Robert Mróz is a Ph.D. student at the Faculty of Economic Sciences at the University of Warsaw. His research is concerned with causal inference in economics and econometrics, as well as economic models and modeling practices in economics.

Correction Statement

This article has been republished with minor changes. These changes do not impact the academic content of the article.

Notes

1 We do think it is intuitive to connect policy (manipulating one variable to influence another) and the manipulationist account. Our argument presented here means that other accounts of causality underpin other types of models that are used in economics to produce causally interpreted results, but we think some such intuition might putatively explain why accounts such as Henschen’s or Hoover’s are popular in the philosophy of macroeconomics. For our current purposes, as it is not a crucial part of the argument, we are content to leave this issue at the level of intuitions.

2 The numbers refer to the order of appearance in Henschen’s (Citation2018a) paper and .

3 Contrary to Henschen’s (Citation2018a) remark that the manipulationist theory of causality raises the problem of circularity, it is sometimes interpreted as a reductionist enterprise (Carroll, Citation2009; Menzies & List, Citation2010).

4 As this definition is taken directly from Henschen (Citation2018a), we follow the notation proposed there, in which upper-case letters denote variables and lower-case letters denote the values of these variables.

5 Henschen himself seems to admit as much in his companion paper (Citation2018b). In this paper, he argues that methods such as instrumental variables or econometric causality tests, which make up the standard arsenal of macroeconomic causality research, do not provide conclusive evidence for causal relations, where causality is understood in line with the interventionist account. The contribution of our paper is, thus, to show that some of the models and methods fit well with other understandings of causality. Consequently, the answer to the question “What is macroeconomic causality?” (the title of Henschen’s, Citation2018a paper) cannot consist in specifying a definition based on only one of many philosophical approaches to causality.

6 We label ‘contemporary DSGE’ the models populated by heterogeneous agents. The move from the homogeneous rational agent, accused of unrealisticness, to agents differing in their decision processes was started by Iacoviello (Citation2005). Earlier, the realistic treatment of the customer decision process was hampered by steep requirements in terms of computational power.

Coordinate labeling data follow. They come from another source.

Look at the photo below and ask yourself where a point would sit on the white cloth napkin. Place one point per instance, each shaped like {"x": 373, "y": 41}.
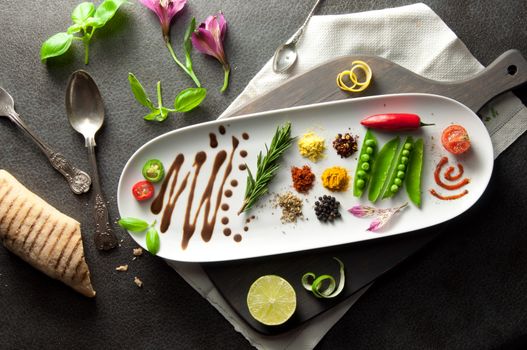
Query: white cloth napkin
{"x": 415, "y": 38}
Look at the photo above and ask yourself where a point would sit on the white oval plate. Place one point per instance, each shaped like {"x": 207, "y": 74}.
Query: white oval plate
{"x": 266, "y": 235}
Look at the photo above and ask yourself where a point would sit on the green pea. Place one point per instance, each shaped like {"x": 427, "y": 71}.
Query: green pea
{"x": 365, "y": 157}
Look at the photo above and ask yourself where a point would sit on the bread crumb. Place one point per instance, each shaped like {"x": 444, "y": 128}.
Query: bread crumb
{"x": 122, "y": 268}
{"x": 138, "y": 282}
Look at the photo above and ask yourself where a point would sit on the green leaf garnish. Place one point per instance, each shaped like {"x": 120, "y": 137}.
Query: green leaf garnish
{"x": 82, "y": 12}
{"x": 133, "y": 224}
{"x": 315, "y": 284}
{"x": 152, "y": 241}
{"x": 267, "y": 167}
{"x": 56, "y": 45}
{"x": 189, "y": 99}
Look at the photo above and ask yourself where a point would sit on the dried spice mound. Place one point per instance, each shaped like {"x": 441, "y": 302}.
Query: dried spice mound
{"x": 303, "y": 178}
{"x": 327, "y": 208}
{"x": 291, "y": 207}
{"x": 345, "y": 145}
{"x": 335, "y": 178}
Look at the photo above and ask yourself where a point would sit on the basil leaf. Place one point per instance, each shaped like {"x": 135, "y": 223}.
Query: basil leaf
{"x": 139, "y": 92}
{"x": 82, "y": 12}
{"x": 56, "y": 45}
{"x": 133, "y": 224}
{"x": 152, "y": 241}
{"x": 107, "y": 10}
{"x": 187, "y": 43}
{"x": 74, "y": 29}
{"x": 189, "y": 99}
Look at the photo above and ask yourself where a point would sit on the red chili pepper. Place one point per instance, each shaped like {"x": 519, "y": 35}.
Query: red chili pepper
{"x": 393, "y": 121}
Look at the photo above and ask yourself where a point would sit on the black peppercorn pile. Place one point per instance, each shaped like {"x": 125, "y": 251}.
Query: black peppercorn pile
{"x": 327, "y": 208}
{"x": 345, "y": 145}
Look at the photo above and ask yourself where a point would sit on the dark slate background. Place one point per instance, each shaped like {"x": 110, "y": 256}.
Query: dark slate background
{"x": 468, "y": 289}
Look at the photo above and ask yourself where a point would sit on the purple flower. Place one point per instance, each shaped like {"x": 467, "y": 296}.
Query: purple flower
{"x": 165, "y": 10}
{"x": 208, "y": 39}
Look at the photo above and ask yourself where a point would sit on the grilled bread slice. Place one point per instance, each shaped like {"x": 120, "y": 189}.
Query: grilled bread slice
{"x": 42, "y": 235}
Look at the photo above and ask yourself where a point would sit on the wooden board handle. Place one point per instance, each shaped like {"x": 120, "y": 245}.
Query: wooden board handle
{"x": 507, "y": 72}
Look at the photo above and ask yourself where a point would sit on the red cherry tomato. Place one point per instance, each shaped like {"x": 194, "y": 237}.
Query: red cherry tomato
{"x": 455, "y": 139}
{"x": 143, "y": 190}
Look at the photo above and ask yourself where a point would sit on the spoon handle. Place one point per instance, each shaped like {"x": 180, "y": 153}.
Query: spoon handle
{"x": 104, "y": 236}
{"x": 78, "y": 180}
{"x": 300, "y": 30}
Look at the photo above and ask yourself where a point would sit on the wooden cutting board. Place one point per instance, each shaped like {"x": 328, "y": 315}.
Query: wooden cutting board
{"x": 364, "y": 261}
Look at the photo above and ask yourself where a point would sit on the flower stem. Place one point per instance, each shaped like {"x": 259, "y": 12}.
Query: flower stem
{"x": 227, "y": 71}
{"x": 181, "y": 65}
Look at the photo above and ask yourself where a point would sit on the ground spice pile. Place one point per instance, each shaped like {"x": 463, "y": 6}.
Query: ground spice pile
{"x": 345, "y": 145}
{"x": 291, "y": 206}
{"x": 311, "y": 146}
{"x": 303, "y": 178}
{"x": 335, "y": 178}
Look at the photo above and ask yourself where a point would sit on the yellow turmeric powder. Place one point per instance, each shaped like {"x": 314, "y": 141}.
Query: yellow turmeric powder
{"x": 335, "y": 178}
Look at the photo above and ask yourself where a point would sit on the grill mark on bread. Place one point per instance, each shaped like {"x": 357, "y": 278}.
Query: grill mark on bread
{"x": 31, "y": 228}
{"x": 16, "y": 234}
{"x": 64, "y": 249}
{"x": 68, "y": 262}
{"x": 55, "y": 241}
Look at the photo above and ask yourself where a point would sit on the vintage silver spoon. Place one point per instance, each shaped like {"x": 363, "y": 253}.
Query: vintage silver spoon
{"x": 78, "y": 180}
{"x": 85, "y": 111}
{"x": 285, "y": 56}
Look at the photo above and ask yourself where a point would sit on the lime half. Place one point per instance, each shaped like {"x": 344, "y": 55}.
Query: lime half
{"x": 271, "y": 300}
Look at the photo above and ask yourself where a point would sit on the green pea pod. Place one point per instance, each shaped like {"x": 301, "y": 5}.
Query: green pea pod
{"x": 381, "y": 168}
{"x": 415, "y": 169}
{"x": 399, "y": 169}
{"x": 362, "y": 177}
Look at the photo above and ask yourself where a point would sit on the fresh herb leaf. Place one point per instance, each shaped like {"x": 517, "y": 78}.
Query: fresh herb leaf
{"x": 107, "y": 10}
{"x": 81, "y": 13}
{"x": 187, "y": 43}
{"x": 133, "y": 224}
{"x": 56, "y": 45}
{"x": 139, "y": 92}
{"x": 152, "y": 241}
{"x": 189, "y": 99}
{"x": 267, "y": 167}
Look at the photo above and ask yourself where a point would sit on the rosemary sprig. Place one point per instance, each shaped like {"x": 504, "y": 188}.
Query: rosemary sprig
{"x": 266, "y": 167}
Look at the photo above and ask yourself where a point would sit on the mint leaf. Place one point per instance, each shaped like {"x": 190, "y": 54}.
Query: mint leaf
{"x": 139, "y": 92}
{"x": 187, "y": 43}
{"x": 56, "y": 45}
{"x": 82, "y": 12}
{"x": 107, "y": 10}
{"x": 152, "y": 241}
{"x": 189, "y": 99}
{"x": 133, "y": 224}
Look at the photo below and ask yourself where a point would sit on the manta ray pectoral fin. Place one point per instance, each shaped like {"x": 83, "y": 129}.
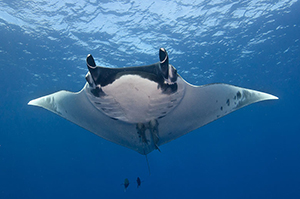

7 When discussing mechanisms it is also worth noticing that the presence of multiple interacting mechanisms in the economy is an epistemic obstacle to deriving actual causal knowledge that would fit the manipulationist definition. (Similarly, the estimation of VAR models on purely observational data that was discussed in section 4.1 was also such an epistemic obstacle.) The presence of several mechanisms produces a situation in which estimating the effect of an intervention under consideration is only possible within a model. As Reiss (Citation2013, p. 108) puts it, “it is not normally possible to predict an outcome upon observing that this or that mechanism has been triggered.” Even if there was a possible intervention justified by such models, its results could not be foreseen without additional assumptions and/or further evidence (such as, for instance, natural experiments). This complexity of the economy is of course an obstacle to producing causal knowledge on the basis of data regardless of the account of causality that one ascribes to.

8 We label this stance ‘moderate’ to distinguish it from radical causal pluralism (cf. Reiss, Citation2015, p. 16).

Additional information

Funding

The research was partially financed by the National Science Centre, Poland under grant number 2015/19/N/HS1/01066. Mariusz Maziarz received a Ph.D. scholarship from the National Science Centre, Poland under grant number 2018/28/T/HS1/00007. The preparation of this article was partially supported by the National Programme for the Development of Humanities in Poland (grant number 0266/NPRH4/H2b/83/2016).